Mutational landscape and molecular signatures have recently been characterized in advanced prostate cancers and have suggested new insights in targetable pathways for disease management. Gene mutation and whole genome SNP analyses were performed on a cohort of 95 metastatic prostate patients in order to establish correlations between clinical profile, germline and somatic alterations in DNA repair pathway.
Next generation sequencing targeting coding regions of 111 candidate genes and 27,000 genome-wide single nucleotide polymorphisms was performed on DNA extracted from retrospective paraffin embedded tumoral tissues and blood (or saliva) of each patient. DNA repair deficiency in tumoral samples was assessed by establishing microsatellite instability status (MSI), somatic mutation load (SML) and homologous recombination deficiency (HRD) score.

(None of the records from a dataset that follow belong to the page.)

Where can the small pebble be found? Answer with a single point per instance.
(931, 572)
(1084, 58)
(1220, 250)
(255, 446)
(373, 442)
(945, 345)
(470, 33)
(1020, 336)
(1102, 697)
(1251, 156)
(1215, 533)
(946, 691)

Ancestry was European (White Caucasian), African (Black Afro Caribbean or west African) and Asian in 58.9%, 37.9% and 3.2% of cases, respectively. The median ages (ranges) at diagnosis and at metastatic diagnosis were 69 (45-92) and 70 (45-92), respectively. 97.9% of patients were M1 (79.3% presented bone metastases), and 2.1% were T4. Germline mutations were identified in 21.1% of patients (90% in genes from homologous recombination pathway). We found 4 (4.3%) positive MSI+ tumors, 3 of them resulted from a somatic mutation of the mismatch repair (MMR) gene MSH2. These tumors showed the highest tumor mutation burden (median SML = 31.31/Mb for MSI+ versus 15.58/Mb for MSI- tumors, P=0.0026) and were characterized by extensive loco-regional involvement without bone metastasis. 20.3% of the samples had a HRD score > 29. The frequency of HRD score >29 was higher among prostate cancer patients with a germline mutation than among patients without mutation (43.8% versus 13.8%, P=0.01). Indeed, 46.7% of patients with a HRD score >29 harbored a germline DNA repair gene mutation. The most frequent somatic mutations were observed in TP53 (31.6%), PTEN (7.4%), APC (6.3%), CTNNB1 (6.3%), CDK12 (5.2%), PRKDC (5.2%), MSH3 (5.2%), ATM (4.2%), MSH2 (4.2%) and POLE (4.2%). Notably, somatic alterations of CDK12 were always biallelic and were only found in patients with bone metastases.
Among this cohort of advanced prostate cancer patients, 5.2% with CDK12 somatic mutation and 21.1% with germline DNA repair gene mutation could be candidate to immunotherapy and PARP1 inhibition, respectively. HRD score > 29 could be used to identify patients with germline HR gene mutations. We found a subset of tumoral samples with high SML associated with microsatellite instability, mutation in the MMR gene MSH2, and a specific phenotype with locoregional extension and late metastatic process.